Four Tips On How To Start
Hopefully this is a glimpse into the real reason to meditate. It might not be completely clear, but I hope that it resonates in a way that you don’t quite understand with your subconscious and pulls you forward. And if it does not, stick with the side effects of meditation – at least the ones that don’t have anything to do with getting a Ferrari or growing your business! – as your motivators for meditation and keep coming back to this until the deeper reason does start to click. To get started, here are a few simple pointers:
- Establish a Space: one of the hardest things about starting meditation is establishing it as a habit. This is much harder to do if you have to set up and take down a space every time. Why not set up a clean, simple, and quiet space with whatever works for and supports you – a cushion or a chair, maybe incense or a bell or a special object? That way you are always ready to go. And if you’re not in the mood, you can touch your cushion or chair to acknowledge your practice and come back another time;
- Start Small: there are only so many hours in a day, so building a new habit generally means something else has to give. If you try to start with a meditation practice that imposes too much, then it is likely the other things you seek to replace will push back, and eventually your energetic start will likely peter out. It is usually better to start small, meditating maybe a couple of times a week for ten minutes, and to let the practice stabilize and grow.
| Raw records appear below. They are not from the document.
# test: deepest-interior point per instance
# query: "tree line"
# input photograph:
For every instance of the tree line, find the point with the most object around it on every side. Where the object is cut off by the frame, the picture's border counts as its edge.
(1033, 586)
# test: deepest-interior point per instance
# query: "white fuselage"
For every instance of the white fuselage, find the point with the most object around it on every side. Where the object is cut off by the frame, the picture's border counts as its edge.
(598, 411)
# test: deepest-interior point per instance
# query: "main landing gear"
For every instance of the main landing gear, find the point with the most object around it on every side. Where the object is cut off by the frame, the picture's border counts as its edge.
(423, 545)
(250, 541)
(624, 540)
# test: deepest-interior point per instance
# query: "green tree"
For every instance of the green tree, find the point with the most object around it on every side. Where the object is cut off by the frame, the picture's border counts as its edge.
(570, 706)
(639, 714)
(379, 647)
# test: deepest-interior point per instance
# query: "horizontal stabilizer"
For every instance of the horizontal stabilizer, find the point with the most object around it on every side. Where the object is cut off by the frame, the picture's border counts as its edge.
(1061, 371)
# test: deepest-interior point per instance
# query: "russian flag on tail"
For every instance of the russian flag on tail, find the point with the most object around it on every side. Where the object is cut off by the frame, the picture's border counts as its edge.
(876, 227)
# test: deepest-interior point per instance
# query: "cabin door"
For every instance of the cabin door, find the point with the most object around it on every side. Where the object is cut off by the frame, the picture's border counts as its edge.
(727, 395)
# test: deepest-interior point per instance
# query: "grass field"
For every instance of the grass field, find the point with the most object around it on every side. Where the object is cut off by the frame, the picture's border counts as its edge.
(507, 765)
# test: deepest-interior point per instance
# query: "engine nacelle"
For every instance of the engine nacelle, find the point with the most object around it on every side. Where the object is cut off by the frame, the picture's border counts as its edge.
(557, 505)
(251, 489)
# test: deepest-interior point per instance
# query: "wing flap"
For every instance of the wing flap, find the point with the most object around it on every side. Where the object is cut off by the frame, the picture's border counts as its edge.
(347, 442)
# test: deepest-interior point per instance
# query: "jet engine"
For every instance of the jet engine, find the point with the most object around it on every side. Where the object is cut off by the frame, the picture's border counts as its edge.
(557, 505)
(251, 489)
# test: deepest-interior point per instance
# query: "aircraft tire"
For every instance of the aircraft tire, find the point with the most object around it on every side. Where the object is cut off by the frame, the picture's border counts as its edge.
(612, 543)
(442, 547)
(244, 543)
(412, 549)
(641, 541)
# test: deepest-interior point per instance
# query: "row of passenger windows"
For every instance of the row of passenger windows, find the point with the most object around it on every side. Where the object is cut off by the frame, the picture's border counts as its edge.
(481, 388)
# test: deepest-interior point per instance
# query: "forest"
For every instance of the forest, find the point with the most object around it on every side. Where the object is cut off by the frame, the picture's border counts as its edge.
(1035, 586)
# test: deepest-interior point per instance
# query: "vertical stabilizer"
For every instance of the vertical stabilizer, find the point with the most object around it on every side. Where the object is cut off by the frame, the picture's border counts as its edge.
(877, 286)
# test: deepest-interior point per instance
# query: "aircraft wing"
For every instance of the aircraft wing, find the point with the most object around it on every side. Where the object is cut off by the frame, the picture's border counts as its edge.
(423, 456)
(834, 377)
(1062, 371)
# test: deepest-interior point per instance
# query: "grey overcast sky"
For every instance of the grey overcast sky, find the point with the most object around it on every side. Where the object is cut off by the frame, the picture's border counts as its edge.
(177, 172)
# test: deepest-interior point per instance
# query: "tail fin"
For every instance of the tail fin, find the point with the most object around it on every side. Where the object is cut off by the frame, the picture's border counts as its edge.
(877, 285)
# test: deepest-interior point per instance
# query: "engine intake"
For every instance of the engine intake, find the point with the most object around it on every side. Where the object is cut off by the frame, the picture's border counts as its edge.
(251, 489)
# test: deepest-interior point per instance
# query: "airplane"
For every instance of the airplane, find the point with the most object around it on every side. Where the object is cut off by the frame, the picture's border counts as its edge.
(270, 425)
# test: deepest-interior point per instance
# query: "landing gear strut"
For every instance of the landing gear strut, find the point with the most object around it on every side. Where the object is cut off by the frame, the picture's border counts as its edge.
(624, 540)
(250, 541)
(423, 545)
Perhaps after a while you add a day…and then later extend it to fifteen minutes;
- Self-Compassion: you’re trying to do something new here, and you’ll not always get it right. You might miss a planned meditation time, or find that a couple of periods of meditation felt “bad”. You might decide you’re going backwards. All of these are opportunities to be kind and generous to yourself and forgive. This, itself, is actually an important part of the practice;
- Expectations: In short, try to have none! Of course you want to see the benefits, maybe to be suddenly enlightened, or at least to find that happiness and see yourself becoming more compassionate. I promise you all of this will happen, but it is a slow process, and often it is visible to others before you see anything yourself. Trust and be gentle, kind and patient. Letting go of expectations is not just supportive of your meditation practice, but you’ll come to realize that it is a central part of the practice itself.